The government had revised the taxation target downwards and now it is going to miss even that, largely as a result of failing to make or even conceptualise the administrative reforms that would net a larger slice of taxation. The chief prestidigitator of the fiscal numbers is Finance Minister Ishaq Dar, who in many ways has the most thankless job in governance. He it is that is blaming the shortfall on a change in fiscal policy with the keeping of tax rates on petroleum products low in comparison to the previous year. Analysts argue that this is a red herring and that the shortfall is entirely down to income tax collection rather than government subsidies.

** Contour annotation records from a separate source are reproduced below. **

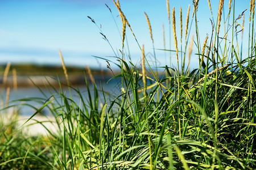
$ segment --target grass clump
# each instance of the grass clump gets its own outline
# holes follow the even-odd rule
[[[55,118],[56,131],[45,127],[47,137],[31,137],[18,133],[20,128],[8,132],[5,129],[13,125],[2,126],[0,169],[255,169],[255,39],[249,35],[248,56],[242,58],[235,47],[238,46],[234,40],[237,35],[234,35],[233,28],[244,12],[236,19],[233,16],[230,26],[226,26],[226,22],[221,20],[223,1],[220,1],[217,23],[215,26],[212,22],[212,32],[205,39],[202,49],[197,21],[200,3],[195,2],[190,27],[195,23],[196,40],[191,40],[191,49],[187,54],[189,6],[185,41],[181,41],[184,42],[181,44],[184,51],[180,55],[173,8],[172,27],[177,63],[176,67],[163,66],[164,76],[162,76],[148,64],[144,45],[141,68],[133,64],[129,57],[128,61],[125,60],[126,26],[138,41],[119,1],[114,1],[122,20],[122,49],[120,54],[114,52],[118,62],[107,62],[111,71],[110,63],[120,69],[120,73],[114,75],[112,80],[121,80],[119,95],[113,96],[94,80],[91,80],[93,88],[90,89],[86,76],[86,95],[72,86],[68,86],[71,94],[66,94],[65,85],[60,83],[56,88],[49,83],[49,92],[54,92],[51,96],[46,95],[44,99],[36,100],[42,107],[26,122],[47,109]],[[250,10],[249,32],[253,35],[254,1],[251,3],[253,9]],[[229,13],[234,1],[232,4],[233,7],[229,6]],[[167,9],[170,27],[168,1]],[[229,14],[229,17],[234,16],[234,11]],[[145,15],[154,47],[149,18]],[[222,24],[225,39],[219,37]],[[109,43],[101,30],[101,33]],[[226,42],[228,39],[232,40],[230,44]],[[190,71],[189,64],[186,67],[184,63],[191,55],[193,44],[199,67]],[[63,64],[65,68],[63,60]],[[64,71],[68,84],[65,69]],[[74,95],[79,96],[79,102]]]

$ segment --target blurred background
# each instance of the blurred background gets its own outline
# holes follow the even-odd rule
[[[166,1],[119,1],[121,8],[138,43],[141,46],[144,45],[145,54],[150,65],[154,66],[155,63],[144,12],[147,14],[152,26],[157,57],[156,65],[158,67],[166,65],[170,66],[169,52],[159,50],[164,49],[163,29],[166,49],[175,49],[173,41],[170,41],[170,37],[172,40],[173,35],[171,26],[171,30],[169,29]],[[245,1],[246,3],[244,3]],[[250,4],[249,2],[249,0],[236,1],[236,18],[246,8],[249,8],[250,7],[247,6]],[[213,13],[217,14],[218,1],[212,1],[211,3]],[[227,17],[228,3],[228,1],[225,1],[225,10],[222,15],[222,20]],[[180,6],[182,8],[184,34],[189,4],[191,5],[190,27],[193,10],[193,1],[170,1],[171,10],[173,7],[176,10],[179,46],[180,46]],[[200,33],[199,37],[201,44],[203,44],[207,33],[210,35],[212,27],[209,19],[212,19],[212,17],[207,1],[200,1],[199,6],[197,17]],[[245,26],[246,27],[248,26],[248,11],[245,12],[246,18]],[[2,84],[1,100],[3,101],[2,104],[6,100],[5,96],[8,92],[6,87],[11,88],[10,92],[9,91],[10,98],[8,99],[11,101],[24,97],[42,96],[31,79],[42,87],[47,83],[44,76],[49,76],[48,80],[51,83],[56,83],[56,85],[57,82],[54,79],[57,79],[57,76],[60,76],[61,81],[65,81],[59,49],[62,52],[69,79],[73,84],[84,85],[84,73],[85,71],[88,75],[88,68],[90,68],[90,71],[95,76],[97,82],[109,80],[113,75],[107,69],[105,60],[118,62],[112,57],[120,57],[119,50],[122,49],[122,24],[118,15],[112,0],[0,1],[0,83]],[[88,18],[88,16],[93,19],[95,23]],[[217,16],[213,16],[214,23],[216,18]],[[238,22],[241,23],[242,20]],[[194,20],[191,26],[191,30],[195,30]],[[248,29],[245,28],[245,35],[247,35]],[[220,36],[223,37],[224,35],[222,32],[224,31],[221,32],[221,29]],[[106,36],[109,44],[100,33]],[[190,32],[189,39],[192,33]],[[183,39],[184,37],[183,35]],[[238,41],[241,35],[238,35]],[[244,37],[244,41],[247,41],[246,39],[247,37]],[[129,54],[133,62],[139,67],[141,52],[127,27],[126,40],[125,54],[127,56]],[[189,40],[188,42],[191,41]],[[247,43],[244,44],[243,47],[246,48]],[[198,56],[196,53],[192,52],[191,67],[197,67]],[[171,54],[173,58],[171,67],[175,66],[176,63],[175,54],[175,53]],[[246,57],[245,56],[245,57]],[[6,68],[8,65],[10,68],[6,73]],[[118,71],[115,65],[110,63],[110,67],[114,71]],[[15,76],[17,76],[16,86],[19,87],[18,90],[14,90],[17,87],[13,83]],[[111,82],[104,87],[109,90],[116,88],[117,82]]]

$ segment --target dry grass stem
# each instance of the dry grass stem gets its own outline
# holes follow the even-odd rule
[[[17,83],[17,73],[15,69],[13,69],[13,88],[15,91],[18,89]]]
[[[245,15],[243,15],[243,22],[242,24],[242,32],[241,32],[242,40],[243,39],[243,29],[244,29],[243,28],[245,28],[244,26],[245,26]]]
[[[208,39],[208,38],[209,38],[208,36],[207,36],[205,37],[205,40],[204,40],[204,45],[203,45],[202,56],[201,57],[201,63],[200,63],[201,66],[202,65],[203,62],[204,61],[204,52],[205,51],[206,45],[207,45],[207,40]]]
[[[231,10],[231,3],[232,2],[232,0],[229,0],[229,12],[230,12],[230,10]]]
[[[174,7],[172,8],[172,31],[174,32],[174,45],[175,46],[175,49],[176,49],[176,57],[177,58],[177,62],[179,62],[177,35],[176,34],[175,8],[175,7]]]
[[[147,91],[147,80],[146,80],[147,76],[146,75],[145,54],[144,52],[144,45],[142,45],[142,56],[141,66],[142,69],[142,82],[143,82],[144,86],[144,95],[146,96]]]
[[[125,32],[126,30],[126,21],[125,19],[122,20],[123,27],[122,29],[122,50],[123,50],[123,47],[125,46]]]
[[[152,42],[153,42],[153,43],[154,43],[153,35],[152,34],[151,24],[150,24],[150,20],[148,18],[148,16],[147,16],[147,15],[146,12],[144,12],[144,14],[145,14],[146,18],[147,19],[147,25],[148,26],[148,28],[150,29],[150,37],[151,38]]]
[[[191,60],[191,57],[192,51],[192,49],[193,49],[193,42],[194,42],[194,33],[193,33],[192,35],[191,41],[190,42],[189,46],[188,48],[188,67],[189,67],[189,65],[190,65],[190,60]]]
[[[164,32],[164,25],[163,24],[163,41],[164,44],[164,49],[166,49],[166,33]]]
[[[90,67],[88,65],[86,65],[87,73],[89,74],[89,76],[90,77],[90,81],[92,84],[95,84],[94,79],[93,78],[93,76],[92,75],[92,71],[90,71]]]
[[[224,0],[220,0],[218,3],[218,29],[217,31],[217,33],[219,34],[220,33],[220,23],[221,21],[221,15],[222,14],[222,9],[223,9],[223,5],[224,4]]]
[[[252,18],[253,20],[254,18],[254,13],[255,13],[255,0],[251,1],[251,13],[253,13]]]
[[[10,62],[7,62],[6,67],[5,67],[5,71],[3,72],[3,86],[5,87],[7,83],[7,78],[8,75],[8,73],[9,72],[10,67],[11,67],[11,63]]]
[[[8,107],[9,105],[9,98],[10,98],[10,87],[8,87],[6,89],[6,107]]]
[[[194,14],[196,13],[196,10],[197,10],[197,8],[198,8],[198,2],[199,2],[199,0],[196,0],[195,1],[195,3],[194,3],[194,11],[193,12],[192,18],[194,16]]]
[[[212,6],[210,5],[210,0],[208,0],[208,5],[209,5],[209,8],[210,9],[210,11],[212,11]]]
[[[185,39],[187,39],[187,36],[188,36],[188,20],[189,20],[189,12],[190,12],[190,4],[188,5],[188,11],[187,12],[187,18],[186,18],[186,28],[185,31]]]
[[[169,5],[169,0],[166,1],[166,7],[167,8],[167,13],[168,13],[168,19],[169,20],[169,23],[170,22],[170,5]]]
[[[67,71],[66,66],[65,66],[65,63],[64,62],[63,56],[62,56],[60,49],[59,49],[59,53],[60,54],[60,59],[61,60],[62,67],[63,69],[65,76],[66,78],[67,83],[68,86],[69,86],[69,81],[68,80],[68,71]]]
[[[182,42],[182,8],[180,6],[180,41]],[[181,43],[182,44],[182,43]]]

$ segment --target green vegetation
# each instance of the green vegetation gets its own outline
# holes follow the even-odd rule
[[[255,1],[251,1],[250,9],[248,57],[242,60],[235,28],[244,13],[234,16],[235,1],[230,1],[229,25],[221,20],[223,1],[220,1],[218,17],[212,16],[217,23],[203,44],[199,43],[195,1],[193,16],[186,21],[182,51],[175,40],[175,10],[171,17],[169,9],[174,37],[170,41],[175,42],[180,62],[175,68],[163,66],[163,78],[147,66],[143,46],[141,68],[124,60],[126,31],[130,29],[137,39],[119,2],[114,2],[123,23],[122,49],[121,54],[116,54],[119,62],[115,63],[121,73],[112,80],[121,78],[120,95],[113,96],[100,84],[90,90],[85,78],[87,96],[69,87],[80,97],[79,103],[63,91],[65,85],[61,83],[59,88],[48,84],[52,95],[45,99],[20,100],[42,103],[23,126],[42,109],[48,109],[58,128],[55,133],[45,127],[47,137],[30,137],[15,121],[0,124],[0,169],[256,169]],[[167,4],[168,9],[168,1]],[[147,15],[146,19],[150,26]],[[188,23],[195,24],[196,38],[191,41],[200,66],[193,70],[184,65],[191,53],[187,46]],[[221,23],[224,39],[218,37]],[[173,50],[164,50],[172,54]]]

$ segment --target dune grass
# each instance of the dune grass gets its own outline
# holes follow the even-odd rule
[[[16,127],[15,121],[1,125],[0,169],[255,169],[255,1],[250,2],[249,26],[244,26],[249,28],[245,58],[237,50],[240,46],[234,29],[245,13],[236,18],[232,11],[235,1],[229,1],[229,23],[221,20],[223,1],[220,1],[217,18],[212,16],[212,32],[200,44],[196,15],[200,3],[195,1],[192,18],[187,17],[185,36],[181,41],[184,44],[180,45],[183,51],[175,40],[177,67],[163,66],[165,76],[162,77],[155,68],[150,67],[143,45],[138,44],[142,46],[142,67],[125,60],[128,29],[138,41],[119,1],[114,2],[122,22],[122,49],[115,54],[119,62],[114,63],[120,74],[114,75],[112,80],[121,80],[120,95],[113,96],[105,92],[93,80],[90,89],[86,76],[86,96],[72,86],[66,92],[63,87],[69,83],[67,74],[67,83],[60,82],[59,88],[48,84],[51,96],[20,100],[42,104],[23,126],[47,109],[57,123],[57,132],[45,127],[48,136],[31,137],[22,133],[22,127]],[[173,28],[175,39],[176,32],[180,31],[175,20],[179,20],[175,19],[174,8],[170,16],[168,1],[167,9],[169,29]],[[192,14],[189,11],[189,6],[187,16]],[[149,16],[145,15],[154,47]],[[195,40],[189,39],[189,23],[191,27],[195,25]],[[220,28],[225,31],[224,39],[219,37]],[[101,33],[110,43],[101,31]],[[189,64],[185,67],[184,62],[191,55],[189,48],[192,45],[200,66],[190,70]],[[63,64],[64,68],[63,61]],[[112,71],[112,64],[108,62]],[[73,100],[71,91],[80,96],[79,103]],[[10,104],[9,107],[16,107]]]

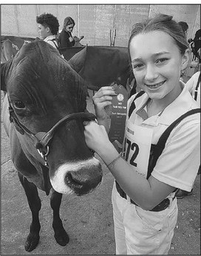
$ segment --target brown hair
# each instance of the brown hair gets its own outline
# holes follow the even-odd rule
[[[128,45],[129,53],[130,53],[131,41],[135,36],[157,30],[170,35],[174,39],[181,54],[183,55],[185,50],[188,48],[188,44],[180,26],[172,18],[171,16],[158,14],[153,19],[134,24]]]

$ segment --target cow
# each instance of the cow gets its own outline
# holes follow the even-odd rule
[[[10,47],[4,46],[4,50],[1,51],[1,55],[4,52],[10,53],[10,55],[7,55],[9,57],[6,58],[7,60],[11,58],[10,56],[13,56],[17,53],[13,45],[20,48],[23,45],[22,42],[33,41],[34,39],[1,36],[1,40],[5,39],[12,41],[12,43],[10,43]],[[135,80],[129,64],[127,47],[86,45],[61,48],[59,51],[64,59],[69,62],[71,66],[76,68],[80,76],[87,82],[88,89],[98,91],[100,87],[110,85],[115,82],[124,86],[129,93],[132,88],[132,93],[135,93]],[[81,57],[83,59],[82,63],[79,63]],[[72,61],[71,59],[72,59]],[[74,64],[75,62],[76,65]]]
[[[38,188],[47,195],[51,191],[54,237],[66,246],[69,238],[59,216],[62,194],[89,193],[103,177],[84,139],[83,121],[95,119],[86,110],[86,85],[56,49],[36,41],[1,64],[1,90],[7,92],[2,116],[11,160],[32,212],[25,250],[33,251],[39,241]]]
[[[115,82],[130,91],[134,79],[126,47],[86,46],[75,47],[73,53],[77,49],[78,53],[68,62],[87,82],[88,89],[98,91],[103,85]],[[68,49],[62,51],[66,59],[69,53]]]
[[[39,39],[39,38],[37,39]],[[82,38],[80,39],[77,36],[74,36],[74,39],[75,43],[75,45],[72,47],[73,48],[75,47],[84,47],[83,45],[80,43],[80,41],[82,39]],[[21,49],[21,47],[24,45],[33,42],[35,39],[35,38],[33,37],[1,36],[1,62],[5,62],[6,61],[13,58],[16,55],[19,49]],[[72,55],[70,55],[70,56],[72,57]]]

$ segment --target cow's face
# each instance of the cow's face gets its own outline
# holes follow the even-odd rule
[[[83,79],[44,42],[24,45],[3,67],[1,82],[19,122],[34,134],[46,133],[68,114],[86,110]],[[43,163],[34,139],[16,133],[32,163]],[[55,190],[80,195],[100,183],[101,166],[86,146],[82,119],[62,123],[48,145],[49,175]]]

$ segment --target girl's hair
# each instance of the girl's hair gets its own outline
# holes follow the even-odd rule
[[[65,29],[67,25],[70,25],[71,24],[73,24],[73,27],[75,26],[75,23],[74,22],[74,19],[71,17],[65,18],[64,21],[64,29]]]
[[[49,27],[53,35],[58,32],[59,23],[58,19],[51,13],[43,13],[36,16],[36,22],[41,24],[45,27]]]
[[[151,31],[163,31],[171,36],[174,39],[182,55],[189,47],[185,33],[181,30],[180,24],[172,19],[172,16],[158,14],[153,19],[134,24],[128,45],[129,53],[130,53],[131,41],[135,36]]]

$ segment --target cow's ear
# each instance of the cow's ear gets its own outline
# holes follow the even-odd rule
[[[13,60],[10,59],[5,63],[1,63],[1,91],[7,91],[6,81],[10,70],[12,62]]]
[[[82,50],[75,54],[69,61],[68,63],[77,73],[81,73],[84,68],[86,59],[87,46]]]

The Federal Board of Revenue (FBR) had an income tax target of Rs1.558 trillion, and is expecting to harvest Rs1.378 trillion in the outgoing fiscal year, which represents a reduction of the share of income taxes in the total revenue collection from 43 per cent to 39 per cent, hardly a picture of fiscal health especially when viewed through the prism of government borrowing from the Chinese to buy its way out of the rolling debt-servicing charges that currently form a necklace of albatrosses around its neck. There are also conflicts within. The FBR has said that it does not accept the government proposal of Rs4.013 trillion as the target for the next fiscal because the government has ‘not taken adequate revenue measures’ and the target was ‘unrealistic.’ Kamikaze economics — another first for Pakistan.
Published in The Express Tribune, June 2nd, 2017.